Lymphoma is most commonly diagnosed in middle-aged and senior dogs, and Bull Mastiffs, Bull Dogs, and Boxers seem to be especially prone to developing cancer of the lymphatic system.
The Symptoms and Signs of Canine Cancer
Determining if a dog has cancer isn’t a straightforward process. Depending on the type of cancer, and what stage of development it is in, symptoms can vary. Additionally, the signs of dog cancer can differ from dog to dog.
With this being said, if you’ve been wondering how to know if your dog has a tumor, or concerned that your pet may have a less-detectable form of pet cancer, there are some indicators that may suggest cancer is present.
Some of these signs and symptoms include:
- A bloated belly
- Sudden or excessive weight loss
- Loss of appetite
- Increased thirst or urination
- Unusual swellings, lumps, or bumps
- Discharge from any orifice of the body
- Diarrhea or changes in bathroom behaviors
- Any indication of general pain or discomfort
- Excessive drooling
If you have noticed any of these symptoms, booking an examination with your veterinarian is the best course of action.
Dog Cancer Diagnosis
It is likely your veterinary professional will order blood work as a first step. While this is routine, there are some forms of cancer that are not immediately detectable via lab work alone. For this reason, there will likely be additional precautions your vet will want to take.
These additional examination procedures include:
1. Screening Tests
Screening tests look for biomarkers that indicate the presence of disease. Some of the most common screening tests for pet cancer include serum TK levels, c-reactive protein (CRP) levels, and miRNAs.
Biopsies are most commonly performed in an effort to diagnose tumors or abnormal growths. They are a minimally-invasive surgical procedure that involves removing some or all of the growth, which is then sent for laboratory testing to determine if cancerous cells are present.
3. Fine Needle Aspirate
A fine needle aspirate screening is similar to a biopsy, but instead of surgically removing all (or a portion of) a tumor or bump, your vet will simply insert a needle into the growth and withdraw some of the cells and fluids inside. The sample is then sent for laboratory testing.
Treatment for Dogs with Cancer
Much like in humans, dog cancer treatments vary depending on the type of cancer, and how far along it has progressed.
Typically, your dog will have to undergo some form of surgery to remove any cancerous growths or affected organs.
Chemotherapy may also be needed to prevent the cancer from spreading or advancing any further.

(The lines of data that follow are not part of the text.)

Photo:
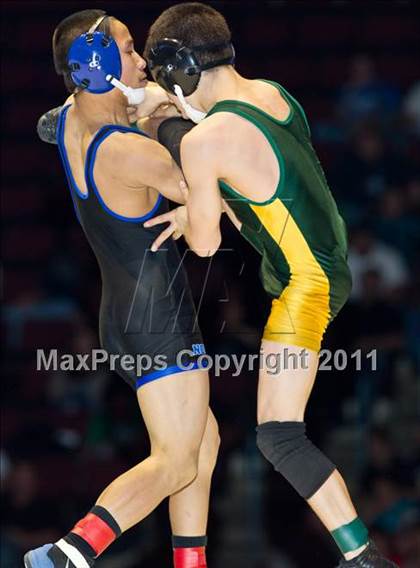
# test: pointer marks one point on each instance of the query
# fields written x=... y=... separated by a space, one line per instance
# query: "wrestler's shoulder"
x=210 y=132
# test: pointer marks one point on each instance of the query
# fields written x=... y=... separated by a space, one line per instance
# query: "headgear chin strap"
x=95 y=63
x=193 y=114
x=172 y=63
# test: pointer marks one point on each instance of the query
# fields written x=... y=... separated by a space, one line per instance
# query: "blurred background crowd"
x=65 y=435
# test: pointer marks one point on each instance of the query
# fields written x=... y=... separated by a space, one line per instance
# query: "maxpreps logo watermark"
x=196 y=357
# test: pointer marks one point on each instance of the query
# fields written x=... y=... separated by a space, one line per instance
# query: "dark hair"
x=64 y=35
x=195 y=25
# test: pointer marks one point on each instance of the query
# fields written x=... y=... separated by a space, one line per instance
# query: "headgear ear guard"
x=172 y=63
x=92 y=57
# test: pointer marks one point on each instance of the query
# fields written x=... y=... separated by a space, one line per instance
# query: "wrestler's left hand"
x=177 y=219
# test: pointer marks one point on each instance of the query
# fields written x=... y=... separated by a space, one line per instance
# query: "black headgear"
x=172 y=63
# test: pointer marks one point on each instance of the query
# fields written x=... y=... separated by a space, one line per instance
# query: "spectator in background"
x=395 y=225
x=411 y=109
x=367 y=168
x=28 y=518
x=365 y=95
x=367 y=254
x=72 y=391
x=377 y=327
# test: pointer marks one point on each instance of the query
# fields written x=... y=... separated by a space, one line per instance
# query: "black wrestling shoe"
x=369 y=558
x=51 y=556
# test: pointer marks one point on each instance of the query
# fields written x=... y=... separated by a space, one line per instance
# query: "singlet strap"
x=99 y=137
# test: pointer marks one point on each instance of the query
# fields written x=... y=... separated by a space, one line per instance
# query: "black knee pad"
x=286 y=447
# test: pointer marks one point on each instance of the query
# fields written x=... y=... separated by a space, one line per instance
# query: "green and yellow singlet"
x=299 y=231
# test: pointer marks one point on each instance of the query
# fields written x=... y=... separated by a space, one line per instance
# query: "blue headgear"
x=94 y=56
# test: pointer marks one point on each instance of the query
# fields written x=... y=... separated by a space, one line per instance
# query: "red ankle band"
x=95 y=532
x=190 y=557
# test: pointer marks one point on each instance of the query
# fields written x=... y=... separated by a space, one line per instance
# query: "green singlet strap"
x=351 y=536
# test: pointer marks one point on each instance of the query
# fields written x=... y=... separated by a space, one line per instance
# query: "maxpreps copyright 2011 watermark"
x=273 y=363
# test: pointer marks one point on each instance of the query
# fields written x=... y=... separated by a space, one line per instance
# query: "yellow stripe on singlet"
x=304 y=302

Fortunately, there are several chemotherapy methods available for pets, including oral, intravenous, topical, and intratumoral administration. The severity of the side effects your pet will experience depends greatly on the type of chemotherapy they undergo.
Lastly, your pet may require radiation therapy, a treatment that can reduce the size of malignant growths, which prevents them from maturing.
Unfortunately, due to the advanced medical equipment that is required to perform radiation therapy, it can be quite costly, especially if your dog requires follow-up sessions.
Additionally, normal cells can be killed along with cancerous cells during the radiation process, resulting in hair loss, and other potential side effects. It is important to speak to your veterinarian about all possible outcomes in order to make the best decision for your pet.